Snuck from: Vanya D. @ YA Story Teller

Area Info

Calder White lives in the cold, clear waters of Lake Superior, the only brother in a family of murderous mermaids. To survive, Calder and his sisters prey on humans and absorb their positive energy. Usually, they select their victims at random, but this time around, the underwater clan chooses its target for a reason: revenge. They want to kill Jason Hancock, the man they blame for their mother's death.
It's going to take a concerted effort to lure the aquaphobic Hancock onto the water. Calder's job is to gain Hancock's trust by getting close to his family. Relying on his irresistible good looks and charm, Calder sets out to seduce Hancock's daughter Lily.

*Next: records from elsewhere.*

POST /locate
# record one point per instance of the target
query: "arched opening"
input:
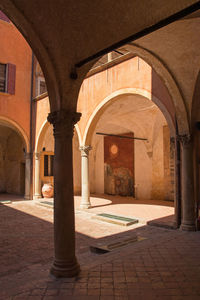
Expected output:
(14, 146)
(44, 153)
(195, 125)
(139, 106)
(137, 167)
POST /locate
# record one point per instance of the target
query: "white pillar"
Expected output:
(27, 175)
(37, 189)
(85, 187)
(65, 263)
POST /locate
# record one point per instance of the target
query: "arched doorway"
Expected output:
(144, 164)
(44, 153)
(14, 160)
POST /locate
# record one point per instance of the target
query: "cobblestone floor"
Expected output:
(165, 265)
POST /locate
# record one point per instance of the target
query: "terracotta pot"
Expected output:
(47, 190)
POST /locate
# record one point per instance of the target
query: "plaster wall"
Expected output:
(12, 163)
(15, 50)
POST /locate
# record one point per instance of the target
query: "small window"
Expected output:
(41, 86)
(2, 78)
(7, 78)
(3, 17)
(48, 165)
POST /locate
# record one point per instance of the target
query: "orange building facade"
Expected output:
(121, 95)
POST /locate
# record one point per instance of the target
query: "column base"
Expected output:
(65, 269)
(188, 227)
(35, 197)
(85, 205)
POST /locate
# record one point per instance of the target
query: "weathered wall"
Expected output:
(15, 50)
(12, 163)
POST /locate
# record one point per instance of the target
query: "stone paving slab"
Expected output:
(163, 266)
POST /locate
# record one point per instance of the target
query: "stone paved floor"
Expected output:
(165, 265)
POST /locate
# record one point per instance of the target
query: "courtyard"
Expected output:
(162, 264)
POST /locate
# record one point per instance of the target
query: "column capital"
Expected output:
(28, 155)
(63, 122)
(172, 139)
(184, 139)
(85, 150)
(37, 155)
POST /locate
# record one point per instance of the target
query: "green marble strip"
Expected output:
(118, 218)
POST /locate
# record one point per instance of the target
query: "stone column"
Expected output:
(27, 175)
(85, 187)
(37, 189)
(65, 263)
(187, 184)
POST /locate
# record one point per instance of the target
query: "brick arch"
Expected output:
(110, 99)
(17, 128)
(36, 44)
(169, 82)
(42, 132)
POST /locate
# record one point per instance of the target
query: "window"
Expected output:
(48, 165)
(4, 17)
(41, 86)
(7, 78)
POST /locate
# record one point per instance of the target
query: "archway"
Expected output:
(152, 168)
(44, 149)
(15, 159)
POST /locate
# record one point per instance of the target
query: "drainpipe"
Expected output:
(31, 128)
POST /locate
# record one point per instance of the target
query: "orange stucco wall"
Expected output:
(133, 73)
(15, 50)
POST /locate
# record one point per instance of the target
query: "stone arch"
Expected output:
(104, 103)
(169, 81)
(34, 41)
(42, 132)
(17, 128)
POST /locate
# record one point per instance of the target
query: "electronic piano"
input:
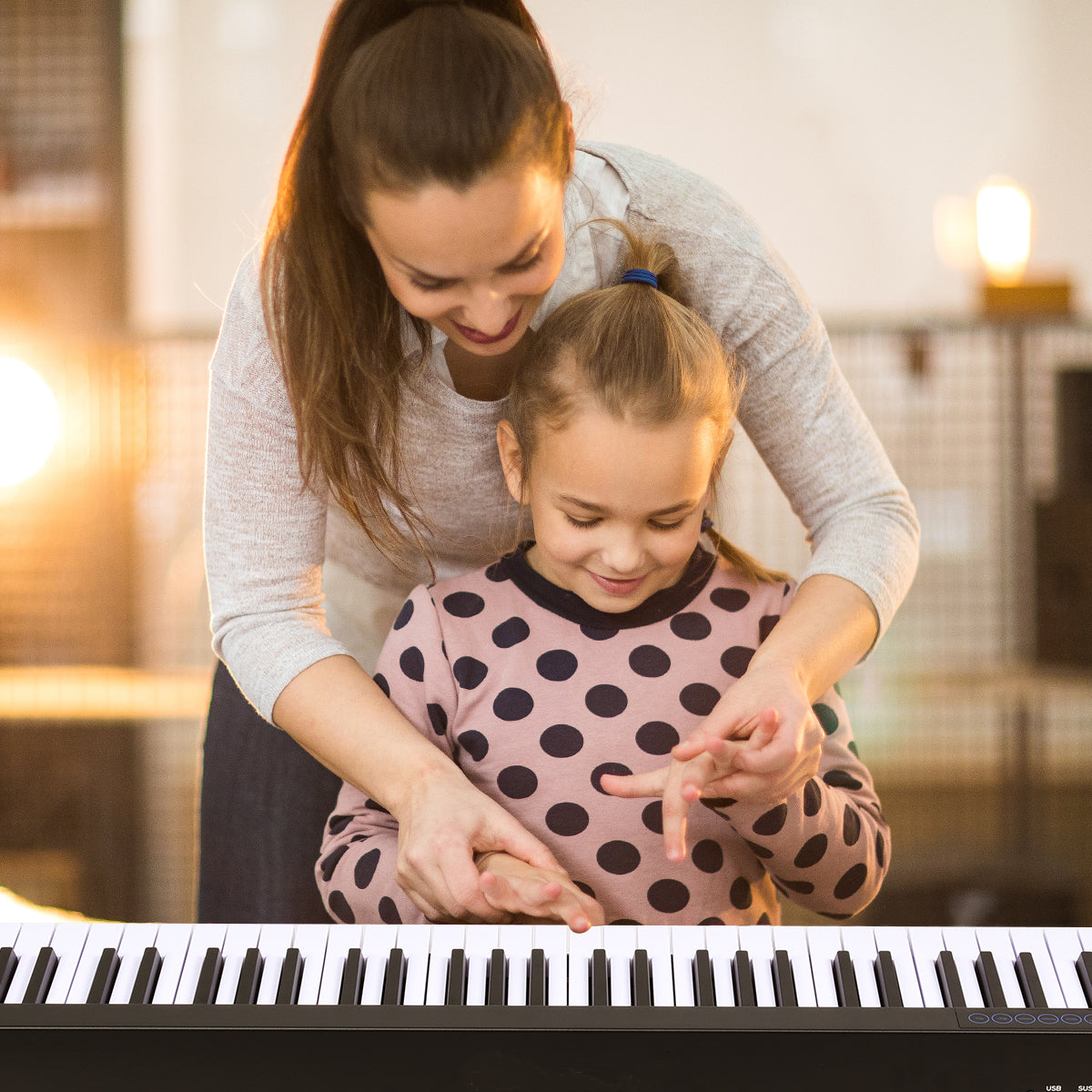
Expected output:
(520, 1007)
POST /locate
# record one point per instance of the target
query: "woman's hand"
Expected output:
(760, 743)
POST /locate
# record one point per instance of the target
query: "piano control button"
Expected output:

Easy enough, but Calder screws everything up by falling in love--just as Lily starts to suspect there's more to the monster-in-the-lake legends than she ever imagined, and just as the mermaids threaten to take matters into their own hands, forcing Calder to choose between them and the girl he loves.
One thing's for sure: whatever Calder decides, the outcome won't be pretty.

Rogue Chronicles Entry No. 26

Mermaids! Not something that comes along all that often, 'coz I understand it makes things very, very complicated. It was okay here since the mermaids would automatically (although painfully) get legs once ashore, which obviously kills what's ususally the main problem. So what conflict to base this story on? Viciousness. Lore teaches us that mermaids were as beautiful as they were cruel, which is already awesome basics as such. Plus, here mermaids feed on the emotions they drain out of their victims, killing them in the process, which makes them kinda the water version of a vampire. I love the concept of that!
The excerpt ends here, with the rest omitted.